Optimization with Olive and AIMET, plus tools

Over the last two weeks I’ve been researching open source tools starting with optimization – was particularly interested in revisiting the Olive announcement at Microsoft Build 2023 back in May, which promised a hardware-aware model optimization framework to any target device. While we all know about ONNX, the standard data exchange format for machine learning models, Olive was noted as the recommended data exchange for ONNX Runtime and I forked it on GitHub. Looking forward to running Olive end to end and seeing if it really delivers on the promise presented at Microsoft Build. Many other chip vendors such as Intel, Qualcomm and others already have Execution Providers up and running with Olive, so it’s something I want to spend more time on.

Overall it is positive that the world of edge AI is moving out of opaque esoteric manual development (esp on the compiler mid-to-backend) and out into more open frameworks for common use. To illustrate, I found this interesting article on Medium by the Microsoft AI framework team that combines OpenAI’s Whisper models with ONNX Runtime and Olive for speech recognition… try it out?

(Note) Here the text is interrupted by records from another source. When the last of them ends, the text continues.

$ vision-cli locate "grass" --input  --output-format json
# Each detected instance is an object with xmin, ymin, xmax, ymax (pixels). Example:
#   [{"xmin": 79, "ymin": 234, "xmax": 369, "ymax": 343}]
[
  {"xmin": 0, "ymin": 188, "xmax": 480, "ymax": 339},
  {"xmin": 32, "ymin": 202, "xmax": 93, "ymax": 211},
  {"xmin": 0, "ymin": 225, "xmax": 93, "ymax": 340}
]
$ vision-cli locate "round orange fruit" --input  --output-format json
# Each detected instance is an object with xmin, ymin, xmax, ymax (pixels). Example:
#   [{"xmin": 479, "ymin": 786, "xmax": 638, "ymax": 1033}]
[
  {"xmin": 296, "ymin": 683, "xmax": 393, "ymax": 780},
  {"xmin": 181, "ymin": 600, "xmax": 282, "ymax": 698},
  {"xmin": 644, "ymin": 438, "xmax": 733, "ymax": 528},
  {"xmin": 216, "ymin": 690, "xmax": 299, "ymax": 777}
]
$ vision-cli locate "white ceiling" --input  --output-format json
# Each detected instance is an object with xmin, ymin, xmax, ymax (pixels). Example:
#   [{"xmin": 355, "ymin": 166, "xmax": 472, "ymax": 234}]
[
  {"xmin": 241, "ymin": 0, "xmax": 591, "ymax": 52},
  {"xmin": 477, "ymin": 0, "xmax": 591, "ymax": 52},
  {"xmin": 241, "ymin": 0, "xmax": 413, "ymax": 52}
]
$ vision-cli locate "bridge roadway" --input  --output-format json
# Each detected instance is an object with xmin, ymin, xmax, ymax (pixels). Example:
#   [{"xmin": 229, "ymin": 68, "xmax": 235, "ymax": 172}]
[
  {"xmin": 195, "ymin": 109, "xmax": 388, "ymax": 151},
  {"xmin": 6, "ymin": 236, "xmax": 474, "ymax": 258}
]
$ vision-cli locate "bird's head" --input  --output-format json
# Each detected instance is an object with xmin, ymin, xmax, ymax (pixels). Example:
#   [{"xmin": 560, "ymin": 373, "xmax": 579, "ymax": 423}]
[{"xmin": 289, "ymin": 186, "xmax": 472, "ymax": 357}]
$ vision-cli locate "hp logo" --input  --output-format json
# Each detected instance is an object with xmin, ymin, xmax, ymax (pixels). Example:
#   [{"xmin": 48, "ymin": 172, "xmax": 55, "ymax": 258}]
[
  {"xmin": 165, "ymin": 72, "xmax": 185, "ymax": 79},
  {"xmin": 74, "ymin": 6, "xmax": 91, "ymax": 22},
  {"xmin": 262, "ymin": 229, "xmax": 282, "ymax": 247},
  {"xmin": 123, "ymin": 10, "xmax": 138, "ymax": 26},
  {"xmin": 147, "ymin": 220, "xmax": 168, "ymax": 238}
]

Separately, my Twitter post on AI compilers led one of my Twitter followers @LightSpeedEsper to introduce me to Qualcomm’s open sourced AIMET framework a few weeks ago. It seems AIMET is an efficiency fwk, ie does quantization and compression as well so not optimization-specific, but looks promising.

Also tools! I’ve been looking into any tools out there to help with the task of NN model simplification and debugging. Although I knew of onnxsim, I came across two interesting tools yesterday from NVidia’s TensorRT toolbox called Polygraphy and ONNX Graph Surgeon. Seems a bit outdated (ie two years old) but may be useful… anyone tried them out?